When a service company invests millions of dollars a year in new technology, it hopes to get a decent return on its investment. But when the economy tanks, that’s not always a sure thing.
Schlumberger’s new marketing and technology manager for its Drilling & Measurements Group, Ian Falconer, recently talked to E&P about where he sees the need for drilling technology in 2009. “There is going to be an ever-increasing push to decrease drilling costs and maximize production,” Falconer said. “Helping operators increase penetration rate and reservoir exposure in three key areas will be a big focus for us in 2009 and beyond.”
Exploration
“In exploration, the primary purpose of the well is for information, to confirm that the play is there, what the rocks and fluids are, and the size of the reservoir. As these exploration opportunities get more complicated, it becomes more difficult to capture this information, and there is increasing drilling risk,” he said. This leads to a greater need for accurate downhole measurements that can be calibrated with what has been seen on surface seismic.

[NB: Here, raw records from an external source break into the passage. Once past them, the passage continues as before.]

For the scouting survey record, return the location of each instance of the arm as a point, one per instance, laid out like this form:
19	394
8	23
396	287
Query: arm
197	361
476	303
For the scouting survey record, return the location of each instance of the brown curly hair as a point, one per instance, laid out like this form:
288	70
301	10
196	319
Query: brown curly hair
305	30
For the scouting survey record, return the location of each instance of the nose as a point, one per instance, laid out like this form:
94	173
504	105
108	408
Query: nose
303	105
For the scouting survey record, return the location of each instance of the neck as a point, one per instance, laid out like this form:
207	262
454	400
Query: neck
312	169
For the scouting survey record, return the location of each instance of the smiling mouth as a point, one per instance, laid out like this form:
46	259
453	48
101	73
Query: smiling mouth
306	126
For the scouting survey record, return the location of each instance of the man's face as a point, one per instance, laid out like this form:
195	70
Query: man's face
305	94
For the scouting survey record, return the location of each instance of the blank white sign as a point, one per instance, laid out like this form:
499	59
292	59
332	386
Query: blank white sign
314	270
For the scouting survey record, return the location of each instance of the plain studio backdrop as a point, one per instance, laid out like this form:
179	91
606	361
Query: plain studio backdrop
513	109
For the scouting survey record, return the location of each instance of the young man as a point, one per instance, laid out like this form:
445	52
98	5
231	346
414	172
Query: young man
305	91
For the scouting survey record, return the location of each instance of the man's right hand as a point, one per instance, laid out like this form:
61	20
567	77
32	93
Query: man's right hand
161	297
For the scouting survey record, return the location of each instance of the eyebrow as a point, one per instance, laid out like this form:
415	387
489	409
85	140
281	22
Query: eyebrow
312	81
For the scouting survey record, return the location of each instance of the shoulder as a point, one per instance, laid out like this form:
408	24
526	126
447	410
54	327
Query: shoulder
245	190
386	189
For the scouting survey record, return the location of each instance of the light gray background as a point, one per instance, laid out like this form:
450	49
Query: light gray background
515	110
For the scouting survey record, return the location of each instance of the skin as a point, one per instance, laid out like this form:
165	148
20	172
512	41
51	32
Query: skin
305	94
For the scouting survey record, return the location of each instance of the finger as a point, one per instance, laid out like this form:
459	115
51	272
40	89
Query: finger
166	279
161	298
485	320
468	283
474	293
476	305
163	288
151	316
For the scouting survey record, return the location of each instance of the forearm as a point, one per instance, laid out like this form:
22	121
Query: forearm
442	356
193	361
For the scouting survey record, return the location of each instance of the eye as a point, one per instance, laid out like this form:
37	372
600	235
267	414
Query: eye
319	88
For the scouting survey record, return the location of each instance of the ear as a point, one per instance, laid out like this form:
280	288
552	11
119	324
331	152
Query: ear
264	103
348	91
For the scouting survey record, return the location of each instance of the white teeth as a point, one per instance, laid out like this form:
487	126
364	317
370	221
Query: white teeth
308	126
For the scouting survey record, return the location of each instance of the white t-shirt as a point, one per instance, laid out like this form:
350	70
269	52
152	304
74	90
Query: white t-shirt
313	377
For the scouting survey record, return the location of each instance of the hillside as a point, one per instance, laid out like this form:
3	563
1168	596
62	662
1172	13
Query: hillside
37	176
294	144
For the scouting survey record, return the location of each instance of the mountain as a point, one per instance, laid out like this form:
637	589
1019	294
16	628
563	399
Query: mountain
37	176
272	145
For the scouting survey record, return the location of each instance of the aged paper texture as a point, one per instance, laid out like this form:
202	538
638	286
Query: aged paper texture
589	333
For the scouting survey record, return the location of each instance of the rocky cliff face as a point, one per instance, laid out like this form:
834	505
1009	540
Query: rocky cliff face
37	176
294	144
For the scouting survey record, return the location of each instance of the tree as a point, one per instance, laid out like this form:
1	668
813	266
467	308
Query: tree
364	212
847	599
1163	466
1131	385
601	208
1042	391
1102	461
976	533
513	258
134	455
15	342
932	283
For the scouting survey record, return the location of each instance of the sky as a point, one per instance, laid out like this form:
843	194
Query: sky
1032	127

“As our clients explore deeper, more complex geological structures, it’s less obvious, from traditional surface seismic techniques, what is going on down there.”
An update to Schlumberger’s seismic-while-drilling service now features real-time waveforms. Falconer said the company saw a significant uptake in this technology in 2008 to reduce seismic uncertainty in areas obscured by gas clouds or other difficult-to-image obstacles.
“These tools also allow operators to have a much higher level of comfort that they can put the casing at just the right depths,” he said. “More recently we have been able to use the service to place wells with respect to the flanks of salt diapirs, which we could never do in the past because the salt masks the typical seismic signature.”
Production
One area that Falconer expects will change in 2009 is an increased focus on getting more from existing reserves rather than rank exploration. About 35% of today’s production is coming from wells that are more than 35 years old, he said.
“There is a huge continual challenge as to how operators can squeeze the last drops out of those fields and keep them as viable assets,” he said. The company has recently introduced a new rotary steerable technology with these needs in mind. Smaller than standard tools, it is geared to enter smaller hole sizes so that it can drill through the tubing and find pockets of bypassed pay.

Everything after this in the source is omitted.